On entend souvent dire que les filles sont moins douées en mathématiques que les garçons. Ainsi, en France, on compte plus de 70% d’hommes dans les professions scientifiques, ce qui pourrait nous amener à penser qu’il y a bel et bien une différence de capacité entre les filles et les garçons en mathématiques. Or, aucune étude n’a prouvé de différence d’aptitudes entre les hommes et les femmes dans ce domaine. Les stéréotypes influencent tellement notre pensée qu’ils sont capables de réduire effectivement les compétences des filles en sciences. Les stéréotypes sociaux sont l’ensemble des croyances que des individus entretiennent à l’égard de l’ensemble des membres d’autres groupes ou du leur (Bourhis, 1994). Ces stéréotypes sont susceptibles d’affecter leurs comportements et leurs attitudes. En effet, les stéréotypes finissent par nous conditionner et par avoir une influence sur notre pensée, sur notre cerveau et sur notre comportement. Si nous admettons l’existence de ces stéréotypes dans notre société et leur ancrage persistant dans les pensées de beaucoup de personnes, il est intéressant de voir leur impact sur des enfants qui rentrent à l’école sans à priori sur les différentes matières scolaires mais qui sont baignés par tout genre de stéréotypes diffusés par leur entourage, les médias ou encore les autres enfants. La réussite des élèves dans une matière varie en fonction des caractéristiques des élèves, c’est-à-dire selon les variables motivationnelles, affectives, cognitives, métacognitives et les habiletés psychomotrices des élèves mais également des pratiques pédagogiques établies en classe ainsi que les valeurs éducatives transmises par l’entourage (Wang et al., 1993). Tout au long de notre réflexion, nous allons donc nous demander : quelles sont les influences des stéréotypes de genre en mathématiques sur les résultats scolaires, la motivation et le cheminement scolaire des élèves ?

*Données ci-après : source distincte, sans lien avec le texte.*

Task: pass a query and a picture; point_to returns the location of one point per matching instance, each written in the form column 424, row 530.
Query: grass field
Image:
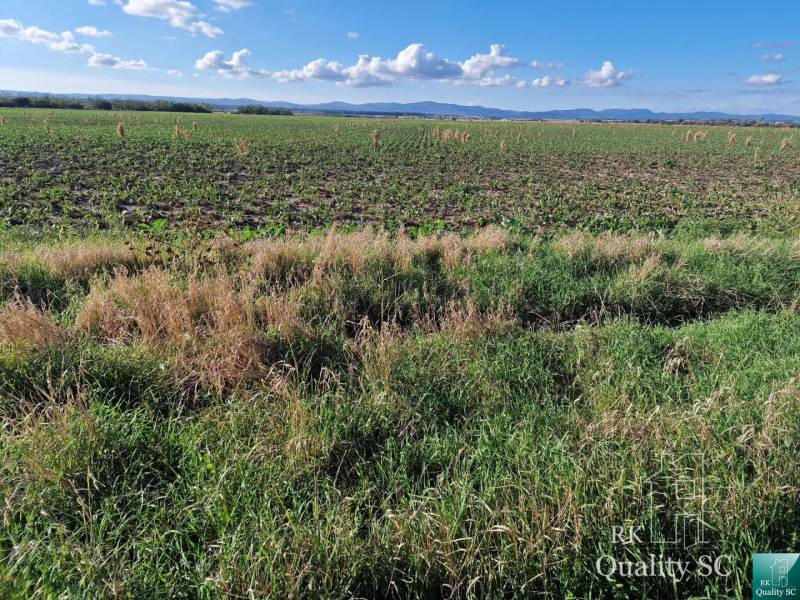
column 285, row 357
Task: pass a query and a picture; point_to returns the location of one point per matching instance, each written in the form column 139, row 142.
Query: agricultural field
column 316, row 357
column 231, row 171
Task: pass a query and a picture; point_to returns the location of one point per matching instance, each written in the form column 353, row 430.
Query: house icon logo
column 675, row 499
column 776, row 575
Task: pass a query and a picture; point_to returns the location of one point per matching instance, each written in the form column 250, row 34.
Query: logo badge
column 776, row 576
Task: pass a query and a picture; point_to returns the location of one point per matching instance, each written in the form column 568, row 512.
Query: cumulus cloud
column 765, row 79
column 180, row 14
column 481, row 66
column 415, row 62
column 98, row 60
column 606, row 76
column 231, row 5
column 538, row 64
column 89, row 31
column 761, row 45
column 58, row 42
column 548, row 81
column 235, row 68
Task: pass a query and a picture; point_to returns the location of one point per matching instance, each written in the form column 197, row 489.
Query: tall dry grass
column 23, row 324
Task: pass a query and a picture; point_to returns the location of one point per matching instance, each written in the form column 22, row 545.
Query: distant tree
column 255, row 109
column 99, row 104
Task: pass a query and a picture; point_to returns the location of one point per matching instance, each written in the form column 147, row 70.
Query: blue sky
column 734, row 56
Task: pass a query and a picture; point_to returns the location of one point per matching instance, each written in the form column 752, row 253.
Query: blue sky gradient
column 733, row 56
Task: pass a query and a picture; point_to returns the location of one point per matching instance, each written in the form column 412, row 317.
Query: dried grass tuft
column 24, row 325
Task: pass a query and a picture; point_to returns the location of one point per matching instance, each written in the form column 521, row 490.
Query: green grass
column 440, row 427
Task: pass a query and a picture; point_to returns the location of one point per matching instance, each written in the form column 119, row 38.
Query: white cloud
column 548, row 81
column 538, row 64
column 90, row 31
column 236, row 68
column 606, row 76
column 106, row 60
column 57, row 42
column 180, row 14
column 414, row 62
column 765, row 79
column 482, row 66
column 231, row 5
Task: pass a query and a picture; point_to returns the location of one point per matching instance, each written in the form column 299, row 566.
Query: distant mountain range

L’état actuel des stéréotypes de genre en mathématiques chez les élèves
La mesure explicite
Il existe un premier type de mesure des stéréotypes : la mesure explicite ou directe qui consiste à demander directement aux participants s’ils adhèrent ou non au stéréotype selon lequel il y aurait une différence de genre en mathématiques. Il peut s’agir par exemple d’un questionnaire à réponses auto-rapportées qui permet de mesurer l’adhésion des élèves aux stéréotypes de manière standardisée. Un des plus connus est l’échelle Les mathématiques comme domaine masculin (Fennema et Sherman, 1976). D’après la mesure explicite, les élèves entretiennent moins que dans le passé ce stéréotype (Blanton et aL, 2002 ; Leder et Frogasz, 2002 ; Schmader et aL, 2004). Cependant, ce questionnaire laisse supposer aux participants qu’il existe une différence entre les filles et les garçons en mathématiques ce qui peut influencer leurs réponses. En effet, le questionnaire Mathematics as a male domain suggère que les garçons sont favorisés en mathématiques alors que les participants n’y auraient peut-être pas pensé autrement (Forgasz et collab., 1999). On peut donc faire la critique que ce questionnaire ne mesure que la croyance selon laquelle les garçons seraient favorisés en mathématiques mais pas la croyance inverse selon laquelle les filles seraient favorisées en mathématiques. C’est pour cela que Leder et Forgasz (2002) ont mis en place un nouveau questionnaire selon le même principe mais avec trois échelles de mesure différentes : Les mathématiques comme domaine masculin, Les mathématiques comme domaine féminin et Les mathématiques comme domaine neutre. Cette étude a montré que la plupart des élèves n’entretiennent plus de stéréotypes de genre en mathématiques.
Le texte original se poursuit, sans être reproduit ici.